Bernie Anderson
BA blog banner_no text.png

the blog

Current musings, whatever they may be. 

Sunday Sermonizing: Why Do We Have To Be So Mean?

A week an Asia has been a wonderful reprieve from American political muck. 

My boss wrote an article published by the Gospel Coalition this week. It was a good read, encouraging Christians to consider the possibility we're looking at refugee and immigration issues in the US the wrong way - and, perhaps, there are some things to reconsider. Maybe we care a little more about "safety" than we should.

A controversial subject in our political climate, to be sure. But real food for thought and consideration.

The comments on The Gospel Coalition's Facebook post prove the controversy. We need to work on the thought piece.

I'm actually concerned, and found the comments beyond troubling. My concern isn't disagreement. That's something the church in particular, and society in general, has had to deal with since the Fall. It's the way we disagree. The vitriol and hostility in the comments of that post were flat out disturbing. It seems we don't know how to have differences of opinion any more.

In my younger years, I was somewhat skilled in debate. I enjoyed the art of rhetoric and found it enjoyable to engage point and counterpoint games with others. Debate can be fun.

Then I got married. Younger me found out quickly that this was not a great approach for disagreements in the marriage. Not really appropriate - or fun. I had to find a better way - a more Jesus-like way - to work through disagreements in my marriage.

Christians need to find a better way, a more Jesus-like way to disagree with each other about current political issues (and apparently a lot of other things) because the name calling and personal attacks I see in Facebook comments is not Christian and it's a poor way to express differences. I feel like secular message boards are better behaved than Christian website comments.

As I think about it, there seem to be a few things we could do to have a more constructive debate.

Let's generally not argue on the Internet

This article is important. A counterpoint article would also be important.

Arguing the merits of these articles in comments seems futile.

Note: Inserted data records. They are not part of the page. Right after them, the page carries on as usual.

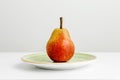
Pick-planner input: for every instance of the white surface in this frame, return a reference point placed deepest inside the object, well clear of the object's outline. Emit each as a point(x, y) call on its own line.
point(106, 67)
point(25, 25)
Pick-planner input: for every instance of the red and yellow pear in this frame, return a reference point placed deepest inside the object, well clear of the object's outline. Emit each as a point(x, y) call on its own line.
point(60, 47)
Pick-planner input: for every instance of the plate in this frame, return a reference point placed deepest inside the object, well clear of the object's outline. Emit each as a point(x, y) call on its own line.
point(41, 60)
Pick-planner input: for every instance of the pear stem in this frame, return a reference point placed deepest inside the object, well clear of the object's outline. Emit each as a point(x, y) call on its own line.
point(61, 21)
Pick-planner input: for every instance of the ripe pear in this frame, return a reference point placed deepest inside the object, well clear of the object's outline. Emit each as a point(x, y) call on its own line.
point(60, 47)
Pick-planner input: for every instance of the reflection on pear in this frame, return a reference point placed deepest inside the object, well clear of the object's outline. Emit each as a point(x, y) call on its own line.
point(60, 47)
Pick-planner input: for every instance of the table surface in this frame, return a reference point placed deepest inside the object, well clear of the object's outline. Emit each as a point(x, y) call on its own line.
point(107, 66)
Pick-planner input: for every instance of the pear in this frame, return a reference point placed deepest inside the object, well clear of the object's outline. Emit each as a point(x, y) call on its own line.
point(60, 47)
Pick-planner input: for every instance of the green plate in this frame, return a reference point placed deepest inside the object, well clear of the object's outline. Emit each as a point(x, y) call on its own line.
point(43, 61)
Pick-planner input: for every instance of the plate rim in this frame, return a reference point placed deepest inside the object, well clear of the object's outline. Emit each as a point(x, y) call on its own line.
point(52, 62)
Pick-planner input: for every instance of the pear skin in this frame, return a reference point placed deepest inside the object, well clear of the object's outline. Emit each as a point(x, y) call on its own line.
point(60, 47)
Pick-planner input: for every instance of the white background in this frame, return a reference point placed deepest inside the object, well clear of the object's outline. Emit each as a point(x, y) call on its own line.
point(26, 25)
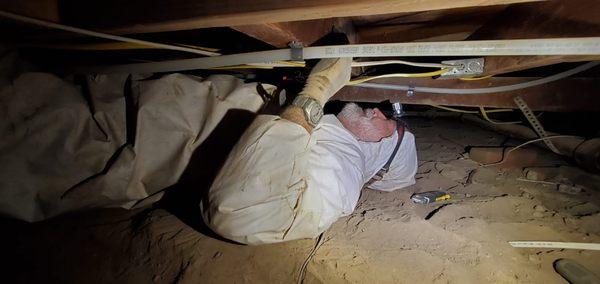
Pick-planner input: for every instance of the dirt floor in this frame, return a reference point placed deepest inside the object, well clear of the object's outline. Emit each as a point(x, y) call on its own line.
point(388, 239)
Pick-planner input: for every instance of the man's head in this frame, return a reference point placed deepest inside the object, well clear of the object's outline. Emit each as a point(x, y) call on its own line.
point(369, 125)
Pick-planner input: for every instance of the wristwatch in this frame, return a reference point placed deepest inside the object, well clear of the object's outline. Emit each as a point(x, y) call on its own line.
point(313, 111)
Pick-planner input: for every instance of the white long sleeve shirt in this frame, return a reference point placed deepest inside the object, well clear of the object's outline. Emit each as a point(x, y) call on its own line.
point(280, 183)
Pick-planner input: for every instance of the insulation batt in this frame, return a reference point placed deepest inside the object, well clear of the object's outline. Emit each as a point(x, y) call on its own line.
point(62, 151)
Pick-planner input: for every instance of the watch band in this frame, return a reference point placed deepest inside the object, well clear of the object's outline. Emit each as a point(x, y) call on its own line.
point(310, 107)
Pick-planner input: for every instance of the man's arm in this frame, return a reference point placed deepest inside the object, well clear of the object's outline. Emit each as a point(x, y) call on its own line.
point(296, 114)
point(326, 78)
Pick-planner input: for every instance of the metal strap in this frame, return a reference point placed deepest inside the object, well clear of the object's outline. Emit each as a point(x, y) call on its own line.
point(379, 175)
point(535, 123)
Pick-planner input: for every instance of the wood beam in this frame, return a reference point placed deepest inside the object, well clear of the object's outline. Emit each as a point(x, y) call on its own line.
point(281, 34)
point(561, 18)
point(143, 16)
point(570, 94)
point(416, 32)
point(40, 9)
point(441, 25)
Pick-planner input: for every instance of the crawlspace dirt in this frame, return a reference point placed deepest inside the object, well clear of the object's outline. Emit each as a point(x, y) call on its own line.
point(388, 239)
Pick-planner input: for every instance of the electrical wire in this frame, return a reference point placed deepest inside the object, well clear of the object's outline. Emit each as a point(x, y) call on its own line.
point(507, 88)
point(471, 111)
point(486, 117)
point(402, 75)
point(48, 24)
point(409, 63)
point(455, 109)
point(505, 156)
point(476, 78)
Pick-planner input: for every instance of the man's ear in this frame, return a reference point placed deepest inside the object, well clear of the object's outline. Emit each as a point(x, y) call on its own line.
point(378, 113)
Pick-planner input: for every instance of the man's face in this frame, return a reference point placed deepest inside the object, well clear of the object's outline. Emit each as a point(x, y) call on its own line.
point(368, 125)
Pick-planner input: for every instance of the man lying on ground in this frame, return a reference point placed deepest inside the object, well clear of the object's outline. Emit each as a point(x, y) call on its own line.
point(292, 176)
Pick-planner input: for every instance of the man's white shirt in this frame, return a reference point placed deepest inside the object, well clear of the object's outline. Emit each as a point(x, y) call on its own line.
point(280, 183)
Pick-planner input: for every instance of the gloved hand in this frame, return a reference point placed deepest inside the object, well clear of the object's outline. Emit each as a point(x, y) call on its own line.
point(326, 78)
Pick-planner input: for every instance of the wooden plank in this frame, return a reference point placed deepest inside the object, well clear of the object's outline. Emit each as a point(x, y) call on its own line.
point(416, 32)
point(562, 18)
point(555, 96)
point(142, 16)
point(281, 34)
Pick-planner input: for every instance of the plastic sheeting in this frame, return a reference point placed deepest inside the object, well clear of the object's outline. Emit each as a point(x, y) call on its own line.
point(108, 144)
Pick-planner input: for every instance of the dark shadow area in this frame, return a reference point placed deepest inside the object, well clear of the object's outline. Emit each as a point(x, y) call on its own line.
point(183, 199)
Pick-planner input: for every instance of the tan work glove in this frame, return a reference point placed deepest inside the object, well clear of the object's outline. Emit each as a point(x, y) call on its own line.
point(326, 78)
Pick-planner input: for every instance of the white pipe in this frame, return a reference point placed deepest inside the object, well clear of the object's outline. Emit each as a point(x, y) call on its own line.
point(48, 24)
point(482, 90)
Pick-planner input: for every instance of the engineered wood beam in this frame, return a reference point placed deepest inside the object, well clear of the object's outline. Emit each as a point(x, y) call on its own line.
point(281, 34)
point(143, 16)
point(555, 96)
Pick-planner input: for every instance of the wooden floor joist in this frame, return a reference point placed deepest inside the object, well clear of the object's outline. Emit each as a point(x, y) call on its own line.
point(139, 16)
point(281, 34)
point(570, 94)
point(551, 19)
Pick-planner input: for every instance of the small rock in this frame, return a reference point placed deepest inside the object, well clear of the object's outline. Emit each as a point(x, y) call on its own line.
point(534, 258)
point(540, 173)
point(526, 195)
point(538, 214)
point(518, 158)
point(569, 189)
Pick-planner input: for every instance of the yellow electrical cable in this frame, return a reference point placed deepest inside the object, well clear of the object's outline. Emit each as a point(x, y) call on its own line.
point(235, 67)
point(262, 66)
point(475, 78)
point(402, 75)
point(485, 116)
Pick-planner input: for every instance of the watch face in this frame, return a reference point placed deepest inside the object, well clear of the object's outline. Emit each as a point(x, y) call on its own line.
point(316, 113)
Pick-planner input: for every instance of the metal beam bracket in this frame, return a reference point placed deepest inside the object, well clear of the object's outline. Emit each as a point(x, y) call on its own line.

Facebook, Twitter, and Blog comments are generally poor places to resolve a dispute - especially on issues of importance. I'm not saying there's not a time and place (and probably a way) to discuss differences of opinion online. However, I wonder if many of the more emotionally charged issues are best left for in person discussion over a cup of coffee. The "discussion" (using the term loosely) in The Gospel Coalition's Facebook comments is not accomplishing anything. It's not changing anyone's opinion, nor is it exemplifying any sort Christlikeness to any who might be reading from afar. Arguing on the Internet rarely accomplishes much more than stress.

It's my personal rule. I don't argue on the Internet. If you want to argue with me, we'll do it in person like people.

Let's be slow to speak while getting all the facts

There's a lot of misinformation being presented as fact in these comments. Whether leaning to the political right or the political left, we should all be careful to read widely, think discerningly, and carefully sift through all of the information before publicly asserting we know the truth. We live in a polarized world where the truth is often skewered in the name of perspective. Speak carefully while fact-finding. Otherwise it's very easy to end up with one's foot placed squarely in one's mouth.

Let's not get personal

The thing most disturbing about the Facebook comments for this article is the personal attack on the author. I happen to know him. Personally. The things said about him are both mean and untrue. It's fine to disagree. That's normal human behavior. It's not fine to personally malign and attack. That's not Christian. We need to get better at this.

Spending this week in Asia, has been a refreshing break from the relentless onslaught of the current muck of American politics. But, I'm concerned that Church in America is more divided than America's political world.
I'm concerned our brokenness has reached new levels.
We need healing.

In the process of seeking to better love, we also need to better disagree.